PISCATAWAY, N.J., NOV. 20 -- This was not what Rick Barnes had in mind.

George Mason's rookie basketball coach made his debut tonight in the first round of the Big Apple NIT with dreams of an upset over a Big East team that would draw his school some national attention.

Instead, Seton Hall grabbed the early season spotlight, blitzing the Patriots, 26-9, during one late stretch before walking away with an 85-63 victory before 2,400 in the Rutgers Athletic Center.

"Our kids are just bigger and stronger than their kids," said Seton Hall Coach P.J. Carlesimo. "In the first half we didn't take advantage of that very well. In the second half, we did."

Each team opened the season without a key player. George Mason was without senior point guard Amp Davis, left home because of academic troubles. Seton Hall played without Mark Bryant, its leading rebounder and second-leading scorer last season. Bryant was suspended for one game by the NCAA because he allowed an agent to pay transportation and lodging for him during a meeting with that agent.

As good as Bryant is, the Patriots probably suffered more without Davis, who lost 30 pounds during the offseason to become the point guard Barnes wants. The two men who replaced Davis, Steve Smith and Darin Satterwaithe, shot a combined two for nine from the field and turned the ball over eight times. In all, George Mason turned the ball over 22 times and never looked comfortable on offense.

The Patriots got 46 of their points from juniors Earl Moore (24) and Kenny Sanders. Sanders had 17 of his points in the first half, bringing his team back into the game after the Pirates took a 9-0 lead. But in the second half, with Seton Hall fronting him, Sanders struggled and so did his team, which finished the game shooting just 37 percent from the field.

"We just never got into the kind of offense we like to run," Barnes said. "We got off to a bad start, which was understandable because we were tight. But after that, we got back in the game and I thought we could stay with them. But our shot selection really hurt us in the second half."

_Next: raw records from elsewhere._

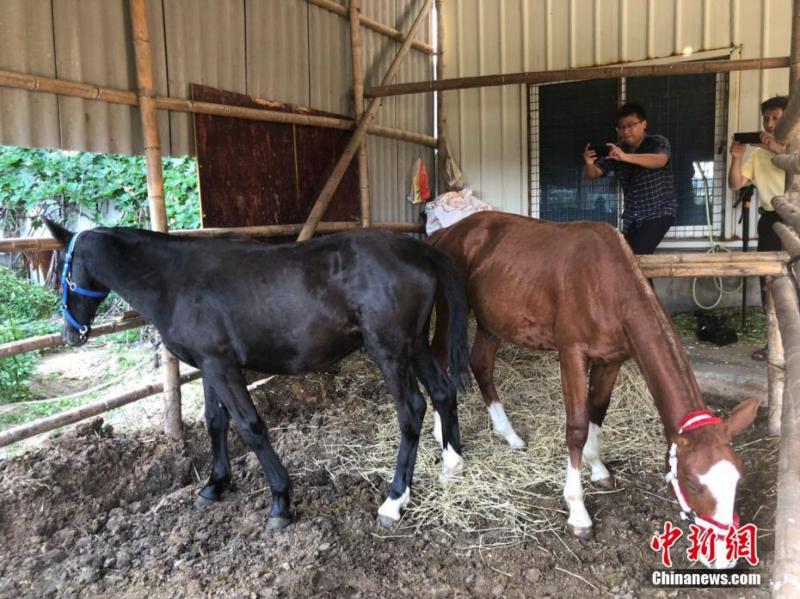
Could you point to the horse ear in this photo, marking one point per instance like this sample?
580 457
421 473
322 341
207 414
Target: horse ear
741 417
58 232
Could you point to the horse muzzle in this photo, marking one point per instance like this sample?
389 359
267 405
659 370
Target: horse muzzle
73 337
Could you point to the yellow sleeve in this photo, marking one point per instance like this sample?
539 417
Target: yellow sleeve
747 165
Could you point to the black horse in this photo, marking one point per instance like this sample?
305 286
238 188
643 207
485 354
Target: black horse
222 305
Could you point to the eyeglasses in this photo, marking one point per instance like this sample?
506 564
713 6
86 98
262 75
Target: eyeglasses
622 128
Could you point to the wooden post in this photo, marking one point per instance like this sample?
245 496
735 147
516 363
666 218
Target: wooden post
441 117
155 189
358 108
324 198
776 365
786 572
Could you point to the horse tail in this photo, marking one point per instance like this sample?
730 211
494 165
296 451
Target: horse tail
451 287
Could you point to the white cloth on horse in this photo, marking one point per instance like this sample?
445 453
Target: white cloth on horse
451 207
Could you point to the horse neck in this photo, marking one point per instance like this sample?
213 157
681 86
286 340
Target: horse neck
131 267
658 352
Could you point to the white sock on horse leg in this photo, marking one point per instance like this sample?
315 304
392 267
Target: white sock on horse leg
452 463
391 507
502 425
591 454
573 495
437 427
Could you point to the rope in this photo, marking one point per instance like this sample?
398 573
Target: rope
713 249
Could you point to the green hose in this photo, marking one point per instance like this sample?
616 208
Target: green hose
713 249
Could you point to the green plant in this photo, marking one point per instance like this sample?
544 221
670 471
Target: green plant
12 416
109 189
22 302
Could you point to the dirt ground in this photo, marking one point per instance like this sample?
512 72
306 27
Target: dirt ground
95 512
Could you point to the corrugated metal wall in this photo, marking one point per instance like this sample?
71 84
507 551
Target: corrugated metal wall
285 50
487 127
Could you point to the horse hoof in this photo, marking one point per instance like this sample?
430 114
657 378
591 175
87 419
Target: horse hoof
278 522
607 483
203 502
516 443
386 521
584 533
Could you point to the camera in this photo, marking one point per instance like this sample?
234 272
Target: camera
602 150
750 137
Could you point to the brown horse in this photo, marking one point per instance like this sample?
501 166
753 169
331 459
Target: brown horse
576 288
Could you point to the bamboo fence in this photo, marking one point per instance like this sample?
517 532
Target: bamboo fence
173 424
325 196
784 334
358 108
576 74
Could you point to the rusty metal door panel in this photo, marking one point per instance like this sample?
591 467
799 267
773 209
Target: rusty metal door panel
259 173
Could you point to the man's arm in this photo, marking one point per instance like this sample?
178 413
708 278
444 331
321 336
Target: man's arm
590 169
735 178
644 160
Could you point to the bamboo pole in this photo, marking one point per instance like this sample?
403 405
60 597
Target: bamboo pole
21 346
21 244
273 116
716 258
753 269
155 191
16 80
776 365
583 73
789 213
372 24
789 239
787 162
441 117
786 571
358 109
324 199
44 425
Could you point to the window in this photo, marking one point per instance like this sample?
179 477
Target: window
689 110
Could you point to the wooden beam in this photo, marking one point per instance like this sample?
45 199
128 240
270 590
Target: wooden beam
610 72
776 364
441 116
786 570
16 80
752 269
173 425
788 212
44 425
716 258
358 109
325 196
131 320
789 239
372 24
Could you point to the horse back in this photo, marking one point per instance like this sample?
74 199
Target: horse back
300 307
545 285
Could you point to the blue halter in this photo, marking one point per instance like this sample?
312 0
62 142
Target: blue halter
67 285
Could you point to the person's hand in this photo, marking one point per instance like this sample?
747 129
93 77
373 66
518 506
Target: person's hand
768 142
616 153
737 149
589 155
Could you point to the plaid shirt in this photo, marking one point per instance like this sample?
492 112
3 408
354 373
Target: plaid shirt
649 192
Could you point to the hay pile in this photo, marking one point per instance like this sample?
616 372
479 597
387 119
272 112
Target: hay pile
504 496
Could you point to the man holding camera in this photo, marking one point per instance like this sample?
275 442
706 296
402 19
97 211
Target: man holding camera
768 179
641 162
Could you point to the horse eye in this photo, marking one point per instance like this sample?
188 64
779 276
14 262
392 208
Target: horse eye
692 487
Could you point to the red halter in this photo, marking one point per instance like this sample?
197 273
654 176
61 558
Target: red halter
690 422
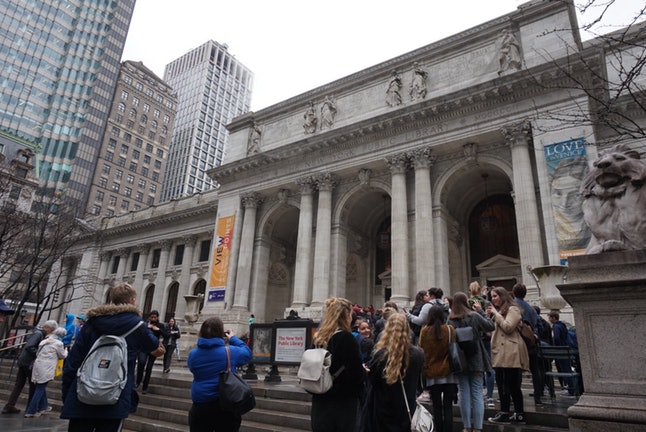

Carlesimo played 13 men before the game was over and had four players in double figures, led by Daryll Walker with 20 points, Martin Salley with 18 and James Major with 15. The fourth man in double figures was sophomore reserve Nick Katsikis, who hit his first four shots, three of them three-pointers, the last to give the Pirates a 41-30 lead at the halftime buzzer.

That deficit was particularly discouraging for the Patriots considering the way they got back into the game after their horrendous start. Barnes had to call time out 77 seconds after the tipoff to calm his rattled team down. He did just that and when Moore hit two free throws with 4:32 left, George Mason led by 26-25. As it turned out, that was the Patriots' only lead of the game.

"After the way we started, we just got sloppy," said Major. "We knew they would make some kind of run, but we also knew that if we kept putting the ball inside, sooner or later we would wear them down."

Smith's three-pointer had brought George Mason back to within 56-50 with 12 minutes left. Carlesimo called time at that stage and, after Mason had one chance to cut the lead to four, Katsikis hit two straight three-pointers to push the margin to 12. It just built from there.

"They did a really good job to get back into the game," Carlesimo said. " . . . I think, finally, towards the end, we did what we wanted to do -- go inside -- and got some baskets."

Carlesimo was able to get some minutes for his 5-foot-3 junior college miniguard, Leland (Pookey) Wigington and, although he didn't score, Wigington delighted the crowd with several slick passes, finishing with six assists in 15 minutes.

For the Patriots, there was no such joy. They had pointed to this game ever since Barnes took over this spring and the decisiveness of the defeat shocked them.

"To work so hard and get beat by so many points is pathetic," Sanders said. "The first half we hung in there, but in the second I couldn't get the ball where I wanted to and our whole offense stopped executing. All I can say is that I hope we learn from this."

What the Patriots learned tonight is that the Big East's reputation is well-deserved. Seton Hall is a good, tough, experienced team. And they learned that there is a long season -- and a lot of work -- ahead.